Penny was called to testify during the Senate hearing in June, but invoked his Fifth Amendment right not to answer questions so as not to incriminate himself. He is named as a defendant in federal lawsuits filed by Raisman and fellow Olympic champion Jordyn Wieber, as well as in California state court by former gymnasts Mattie Larson and Jeanette Antolin.
Penny resigned under pressure from the U.S. Olympic Committee in March 2017 for USA Gymnastics’ handling of abuse cases. Perry resigned last month, also under pressure from the USOC.
Neither the USOC nor USA Gymnastics responded to messages from USA TODAY Sports late Wednesday seeking comment.
Gymnasts have said Bela and Martha Karolyi created a culture of fear and intimidation in the women’s program that allowed Nassar to thrive.
Bela Karolyi was hired in late 1999 to be the first women’s national team coordinator, and Martha replaced him in 2001 and served until after the Rio Olympics in 2016. Monthly training camps were held at their ranch from 2000 until earlier this year.
The ranch is located in the heart of Sam Houston National Forest, where there was little cell phone reception or internet access. The gymnasts said Nassar took advantage of the sparse conditions and intense training environment to groom them, lending a sympathetic ear on tough days and sneaking them snacks. He also had free rein at the facility, the only adult allowed to enter their rooms.

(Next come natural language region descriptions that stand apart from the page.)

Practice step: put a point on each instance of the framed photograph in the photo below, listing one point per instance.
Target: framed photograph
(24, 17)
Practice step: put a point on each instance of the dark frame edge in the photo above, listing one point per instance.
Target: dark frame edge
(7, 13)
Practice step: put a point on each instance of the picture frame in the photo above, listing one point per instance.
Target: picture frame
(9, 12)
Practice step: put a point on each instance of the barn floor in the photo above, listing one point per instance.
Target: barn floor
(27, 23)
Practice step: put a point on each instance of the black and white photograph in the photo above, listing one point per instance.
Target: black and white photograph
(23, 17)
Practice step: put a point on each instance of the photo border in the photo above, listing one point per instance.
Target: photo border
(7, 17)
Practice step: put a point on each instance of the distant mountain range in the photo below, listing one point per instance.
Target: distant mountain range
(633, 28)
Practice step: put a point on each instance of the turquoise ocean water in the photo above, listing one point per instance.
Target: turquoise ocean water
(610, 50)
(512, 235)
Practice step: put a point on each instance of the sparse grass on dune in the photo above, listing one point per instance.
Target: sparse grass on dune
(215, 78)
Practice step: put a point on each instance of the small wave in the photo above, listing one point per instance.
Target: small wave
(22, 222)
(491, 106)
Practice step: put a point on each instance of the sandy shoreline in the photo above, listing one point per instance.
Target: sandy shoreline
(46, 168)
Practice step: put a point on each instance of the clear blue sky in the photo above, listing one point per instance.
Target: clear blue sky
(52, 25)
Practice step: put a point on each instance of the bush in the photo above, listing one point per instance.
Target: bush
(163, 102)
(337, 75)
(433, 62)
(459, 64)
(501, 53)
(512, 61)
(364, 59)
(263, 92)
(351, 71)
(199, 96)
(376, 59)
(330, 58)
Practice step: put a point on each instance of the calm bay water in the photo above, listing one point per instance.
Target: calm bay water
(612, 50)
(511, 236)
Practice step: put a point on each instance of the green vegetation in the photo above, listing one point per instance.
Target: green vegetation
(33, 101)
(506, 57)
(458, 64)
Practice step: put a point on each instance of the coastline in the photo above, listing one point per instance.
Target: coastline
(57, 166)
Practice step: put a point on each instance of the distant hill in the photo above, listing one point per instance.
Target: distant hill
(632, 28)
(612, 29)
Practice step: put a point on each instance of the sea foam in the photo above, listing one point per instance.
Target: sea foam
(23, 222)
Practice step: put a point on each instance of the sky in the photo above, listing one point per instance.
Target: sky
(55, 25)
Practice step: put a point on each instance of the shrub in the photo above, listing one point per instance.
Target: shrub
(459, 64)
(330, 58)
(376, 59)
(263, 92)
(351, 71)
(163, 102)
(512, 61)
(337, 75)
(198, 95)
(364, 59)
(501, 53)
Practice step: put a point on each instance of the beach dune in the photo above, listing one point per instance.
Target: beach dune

Nassar was indicted in Walker County in June on six counts of sexual assault of a child, a second-degree felony. Also indicted was former USA Gymnastics trainer Debbie Van Horn, on one count of sexual assault.
The Karolyis were interviewed at length, but Walker County officials said they found “no corroborated evidence of criminal conduct.”
They did say at the time, however, that the investigation remained opened, and they had asked USA Gymnastics for records and documents.
“If we get other information and we gain access to records and things,” Walker County assistant district attorney Stephanie Stroud said then, “there may be other charges.”